Onlarla görüşme takvimi devam edecek ama sanırım…
Türkiye’nin yaşadığı ekonomik krizler, siyasi parti liderlerini bir araya getiriyor, öyle bir zorunluluk doğuruyor. Sorun, bugün iktidarın tek başına kaldıracağı bir sorun olmaktan çıkmıştır. Ve var olan iktidar, sorunu çözemez. Biz daha önce de defalarca ifade ettik. İttifak sandıkta olacak. Dolayısıyla demokrasiden yana olanlar, ekonomik krizin özellikle orta ve alt sınıflara bedel ödetmeksizin çözülmesini isteyenler, siyasi otoriteye ders vermek isteyenler bir şekilde sandıkta ittifakı sağlayacaklardır.
Yerel seçim değişim için başlangıç olabilir mi?
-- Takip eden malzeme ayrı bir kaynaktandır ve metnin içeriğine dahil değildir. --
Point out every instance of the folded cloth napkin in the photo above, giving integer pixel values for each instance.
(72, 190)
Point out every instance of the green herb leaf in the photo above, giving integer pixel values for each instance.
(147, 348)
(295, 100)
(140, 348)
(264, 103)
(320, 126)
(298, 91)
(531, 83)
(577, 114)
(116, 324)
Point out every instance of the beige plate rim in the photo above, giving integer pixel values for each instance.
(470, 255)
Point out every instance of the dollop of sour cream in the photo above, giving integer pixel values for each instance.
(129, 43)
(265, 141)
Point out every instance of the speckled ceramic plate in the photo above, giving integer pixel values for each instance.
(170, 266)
Toplumda böyle bir değişim beklentisi var mı?
AK Parti seçmeni Erdoğan ne istediyse verdi. “Anayasa” dedi, verdi... “Tek başına iktidar” dedi, verdi… Her şeyi verdi. O zaman AK Parti seçmeni doğal olarak şunu düşünecek, “Ne istediyseniz verdik, bu ülke nasıl bu hale geldi?” Bu soruyu sormak zorundalar. Bir tek ders vermedi. Görüyorum ki AK Parti seçmeni kardeşlerimiz bu seçimlerde ders verecek.
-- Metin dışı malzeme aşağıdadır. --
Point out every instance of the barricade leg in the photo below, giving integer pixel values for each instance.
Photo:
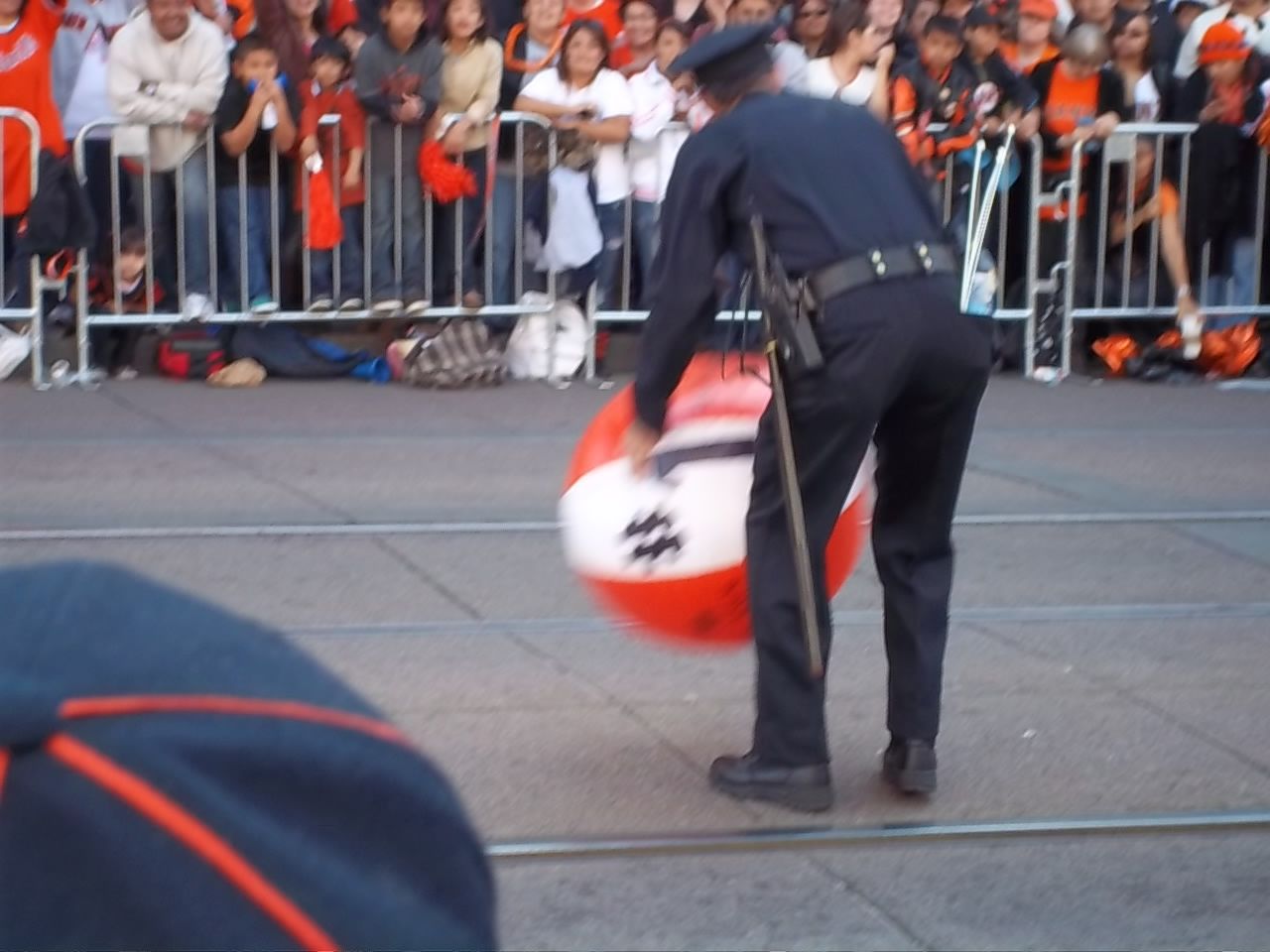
(195, 209)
Tüm anketlerin ortak noktası da AK Parti oylarındaki düşüştür. Kendi yaptırdıkları anketlerde bile bu gerçek ortada…
CHP’ye küskün seçmen çok konuşuldu. Aranız düzeldi mi?
Küskün seçmen değil de “Kırgın” seçmen diyoruz. Kırgınlar, haklılardı. Sonuçta biz onların seçim gecesi beklentilerine uygun açıklamalar yapabilirdik ama yapmadık. Ama bunun büyük bir kısmı aşıldı zaten. AK Parti’deki korku da bunun aşılmış olduğunun göstergesi. Ekonomik krizi yaratanların kim olduğunu gayet iyi bilen, demokrasiye bağlı, eğitim ve sağlık politikalarından rahatsız, dış politikada olanları kaygıyla izleyen seçmenlerimiz kararını şimdiden verdi. Yerel seçimlerden çok güzel sonuçlar alacağız.
Kutuplaştırmak istiyorlar
Seçimler uzun dönemdir toplumsal kutuplaşmayı da körüklüyor. Ülkenin temel meseleleri arka planda kalıyor. Önümüzdeki yerel seçimlerde de böyle bir tehlike var mı?
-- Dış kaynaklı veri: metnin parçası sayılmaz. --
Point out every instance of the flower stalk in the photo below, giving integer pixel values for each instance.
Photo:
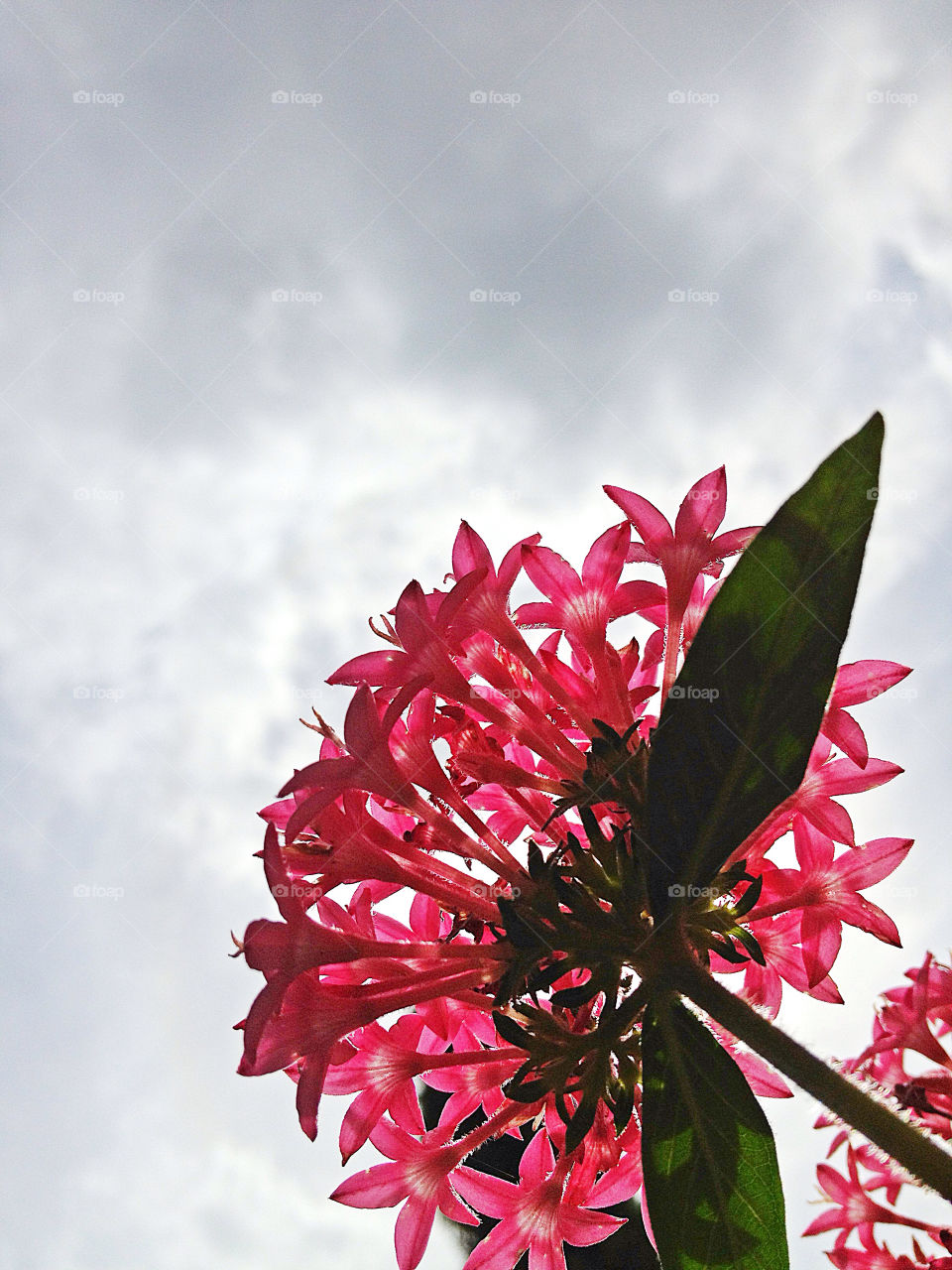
(918, 1153)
Türkiye’nin bu seçimlerde kutuplaşma yaşamaması için elimizden geleni yapacağız. Çünkü Türkiye’nin temel problemlerinin kısa sürede çözülmesi lazım. Bunu çözecek olan da biziz. Sorunları yaratan, sorunların kaynağı olan iktidar bu sorunları çözemez. Çözemeyeceğini bildiği için de “Kutuplaştırma yoluyla iktidarımı koruyabilir miyim?” arayışı içinde. Erdoğan ülkeyi yönetemiyor. Sorunları toplumu ayrıştırarak ve böylece kendi tabanını bir şekilde konsolide ederek aşabileceğini düşünüyor. Bunu da yapay tartışmalar yaratarak, kavgalar yaratarak sürdürmek istiyor. Dediğim gibi bu tuzağa kimsenin düşmemesi lazım. Bir ekonomik kriz yaşıyoruz, bu krizin nasıl aşılacağının tartışılması, kamuoyuna anlatılması lazım. Şu çok önemli, fabrika satıyorsunuz, hapishane yapıyorsunuz. Fabrikada üretirsiniz, hapishanede üretemez noktaya gelirsiniz. Siz üreten bir fabrika satıyorsunuz ya da kapatıyorsunuz elde ettiğiniz gelirle hapishane yapıyorsunuz. Daha acı olanı ise bunu övünerek anlatıyorlar. Dünyada bir siyasi iktidar, eğer “Hapishane yapıyorum” diye övünüyorsa o ülkede artık iktidar olanlar yararlı bir şey yapamaz. Bunu anlatmak zorundayız. Yapay gündemlerin peşinden gitmeyeceğiz. Memleketin acil sorunlarına yanıt vermek için uğraşacağız. Vatandaşın mutfağında yangın var. Bunun çözülmesi lazım. Demokrasi sorunumuz var, çözülmesi lazım. Yerel seçimler, bu sorunların çözümü yönünde önemli bir aşama olacaktır. Demokrasiyi yerelden inşa etmek için fırsat yaratılabilir, yaratacağız bunu. Bunu şunun için söylüyorum. İzmir’e, Eskişehir’e, Muğla’ya, Aydın’a ya da İstanbul’daki CHP’li belediyelere, Ankara’daki CHP’li belediyelere bakın, Erzurum’un Çat ilçesine bakın ve diğer tüm CHP’li belediyelere bakın. Tüm belediyelerimizde aynı özelliği görürsünüz; bu belediyelerde kimse ötekileştirilmez, hizmet eşit olarak dağıtılır. Ve hatta yoksul mahallelere yönelik pozitif ayrımcılık yapılır. Bundan da amaç yoksulluğu yönetmek değil, yoksulluğu yenmektir.
Yukarıda anlatılanlar ışığında yerel seçimlerde demokrasi ve ekonomi meselesi temel gündeminiz olacak diyebilir miyiz?
Elbette! Çünkü biz biliyoruz ki bu iki kavram birbirine bağlı. Ülkede demokrasi gelişmezse ekonomiyi büyütemezsiniz. Türkiye’de vatandaşın hem özgürlüğe hem de ekmeğe ihtiyacı var.